I am a child, student, and defender of Western civilization.
 
Today I mourn.  Stanford JD Heather MacDonald of the Manhattan Institute informs us all how ‘The Humanities Have Forgotten Their Humanity’.  I mourn more deeply because it is at my alma mater where the coup de grace is being delivered.  UCLA has been the home of one of the nation’s flagship departments of English, but that has come to an end with a progressive and narcissistic turn of curriculum that today requires its majors to study not one whit of great English literature from the likes of Shakespeare, Chaucer, or Milton.  Instead, the students will now be exposed to “alternative rubrics of gender, sexuality, race, and class.”

MacDonald confirms that in present day humanities “the contemporary academic wants only to study oppression, preferable his or her own, defined reductively according to gonads and melanin.”  Displacing the classics will be the mandate that UCLA English majors instead will take three courses from the areas of –

–    Gender, Race, Ethnicity, Disability and Sexuality Studies;
–    Imperial, Transnational, and Postcolonial Studies;
–    Genre studies, interdisciplinary studies, and critical theory;
–    Creative writing.


What has been the distinguishing meter of western learning, giving rise to the most advanced cultures on earth, has been “this constant, sophisticated dialogue between past and present” that became “a defining feature of Western civilization, prompting the evolution of such radical ideas as constitutional government and giving birth to arts and architecture of polyphonic complexity.  And it became the primary mission of the universities to transmit knowledge of the past, as well … to serve as seedbeds for new knowledge.”

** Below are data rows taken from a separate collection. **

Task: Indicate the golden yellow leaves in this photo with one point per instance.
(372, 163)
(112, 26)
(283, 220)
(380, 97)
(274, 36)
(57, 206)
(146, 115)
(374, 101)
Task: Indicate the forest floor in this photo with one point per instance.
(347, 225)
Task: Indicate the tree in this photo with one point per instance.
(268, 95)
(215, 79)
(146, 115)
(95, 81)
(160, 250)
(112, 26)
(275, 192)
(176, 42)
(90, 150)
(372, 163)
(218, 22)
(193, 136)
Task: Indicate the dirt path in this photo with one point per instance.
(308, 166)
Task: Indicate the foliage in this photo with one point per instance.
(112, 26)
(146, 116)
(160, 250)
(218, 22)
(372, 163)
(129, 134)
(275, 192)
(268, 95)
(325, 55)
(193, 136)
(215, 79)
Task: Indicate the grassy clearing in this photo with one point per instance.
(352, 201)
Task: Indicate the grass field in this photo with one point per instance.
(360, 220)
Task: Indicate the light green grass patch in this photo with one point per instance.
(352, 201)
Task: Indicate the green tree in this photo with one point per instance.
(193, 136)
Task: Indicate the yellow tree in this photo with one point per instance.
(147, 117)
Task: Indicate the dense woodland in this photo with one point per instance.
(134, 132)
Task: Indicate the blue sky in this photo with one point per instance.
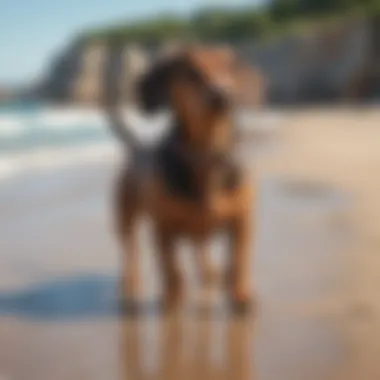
(33, 31)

And today, as polarized “politics grow ever more unmoored from reality, humanist wisdom provides us with some consolation.  There is no greater lesson from the past than the intractability of human folly.”

On the other side of university campuses all across the country, schools teaching STEM majors will be seeing ever fewer American high school graduates who have been submitted to the new politically correct K-12 curriculum called Common Core.  Dr Sandra Stotsky, former member of Common Core’s Validation Committee, adds to the growing evidence that ‘Common Core Doesn’t Add Up to STEM Success’.

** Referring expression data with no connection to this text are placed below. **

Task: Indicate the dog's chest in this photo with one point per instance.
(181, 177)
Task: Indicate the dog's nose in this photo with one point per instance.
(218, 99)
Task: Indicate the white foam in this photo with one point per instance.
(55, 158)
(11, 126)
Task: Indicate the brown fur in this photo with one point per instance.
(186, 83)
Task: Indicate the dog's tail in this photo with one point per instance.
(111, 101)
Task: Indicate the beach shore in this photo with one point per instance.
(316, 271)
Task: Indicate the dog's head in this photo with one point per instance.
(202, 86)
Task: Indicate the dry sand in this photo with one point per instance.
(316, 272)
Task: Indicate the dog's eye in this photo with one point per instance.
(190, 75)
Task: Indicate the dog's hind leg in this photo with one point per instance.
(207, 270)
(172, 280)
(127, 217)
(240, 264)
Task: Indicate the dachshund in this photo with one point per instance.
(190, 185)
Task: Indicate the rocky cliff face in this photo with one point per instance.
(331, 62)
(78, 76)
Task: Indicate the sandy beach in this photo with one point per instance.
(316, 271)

Stotsky argues that “students who study under these standards won’t receive anywhere near the quality of education that children in the US did even a few years ago.”  As for mathematics, the basis for all STEM learning, CC’s leading math standards writer Jason Zimba explained that the curriculum “is to provide students with mathematics to make them ready for a nonselective college – ‘not STEM’”. (emphasis mine)

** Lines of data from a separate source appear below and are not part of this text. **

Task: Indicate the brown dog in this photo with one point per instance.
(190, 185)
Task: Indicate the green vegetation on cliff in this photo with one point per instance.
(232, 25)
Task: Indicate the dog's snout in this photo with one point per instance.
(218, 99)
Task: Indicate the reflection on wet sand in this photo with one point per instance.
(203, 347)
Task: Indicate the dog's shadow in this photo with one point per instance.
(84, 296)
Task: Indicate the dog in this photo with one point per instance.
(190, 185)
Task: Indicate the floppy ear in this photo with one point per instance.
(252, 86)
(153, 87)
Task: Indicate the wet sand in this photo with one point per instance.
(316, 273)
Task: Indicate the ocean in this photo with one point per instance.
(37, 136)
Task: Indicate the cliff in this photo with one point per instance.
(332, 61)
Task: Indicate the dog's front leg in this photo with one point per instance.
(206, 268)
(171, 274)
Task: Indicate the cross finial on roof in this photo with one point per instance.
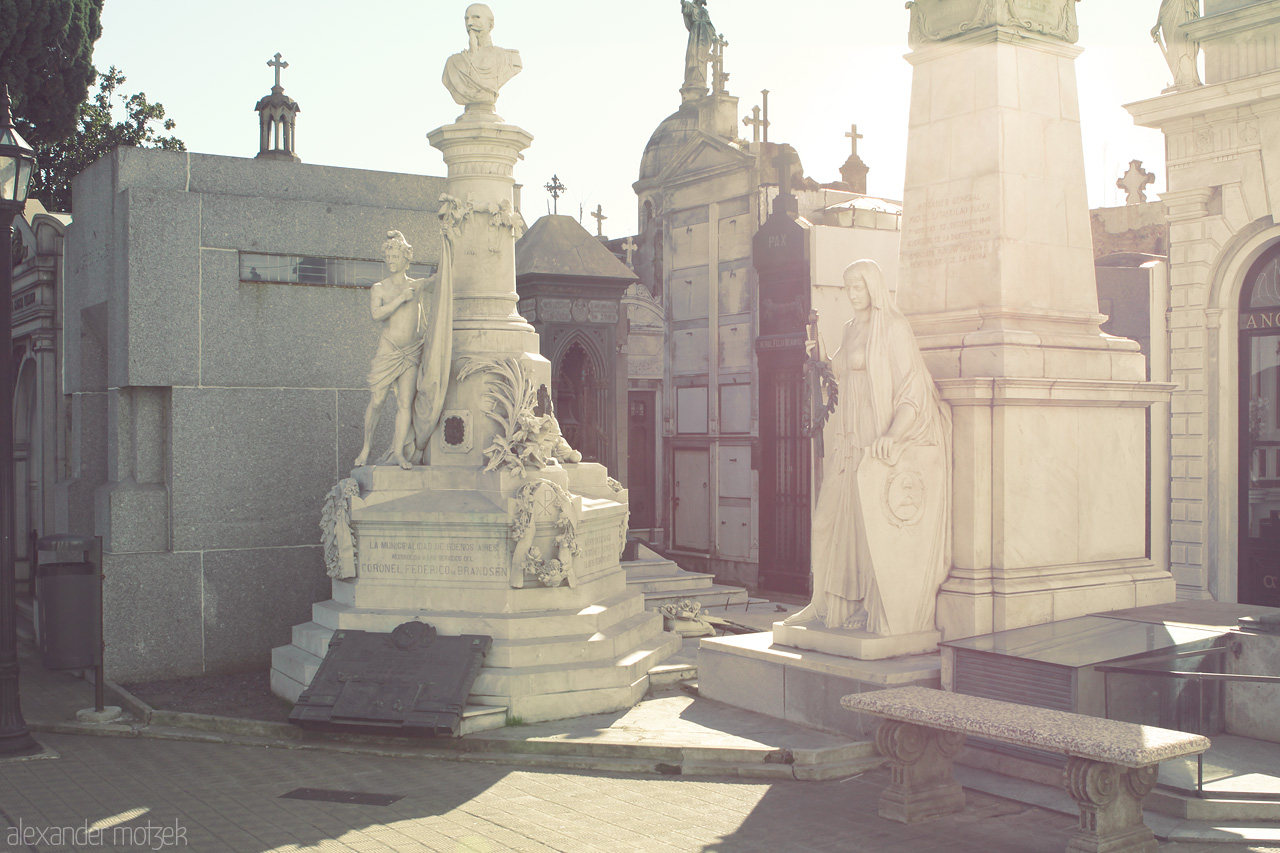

Not wanting to put their government grant pipelines in jeopardy, heads of mathematics associations have duly fallen in line and endorsed a curriculum that clearly delivers a math-weakened body of graduates to our colleges and guarantees a declining enrollment in STEM majors.  Stotsky asks, “Why leaders of these organizations would endorse standards that will not prepare students for college majors in mathematics, science, engineering and mathematics-dependent fields is a puzzle. But no educational reform that leads to fewer engineers, scientists and doctors is worthy of the name.”

From this educational disaster in the making we segue to China – our global creditor, competing hegemon, second largest world economy, and fast becoming the foreign sovereign nation-state to own the most of American industries and employ the most American workers.  China has already eaten our breakfast, is now eating our lunch, and has eyes on our dinner.  If you want the current details on China’s ascendancy and the price we are paying for it, please read this piece by Michael Snyder (H/T to reader) that no media outlet (lamestream or otherwise) wants to broadcast.

Snyder details the major acquisitions China has made in American media, natural resources, agriculture, and manufacturing industries, not to mention technology companies with which it intends to soon become the dominant player in the big three of nanotechnology, genomics, and machine intelligence.  Snyder suggests that learning Mandarin would not be a bad idea for today’s younger generation.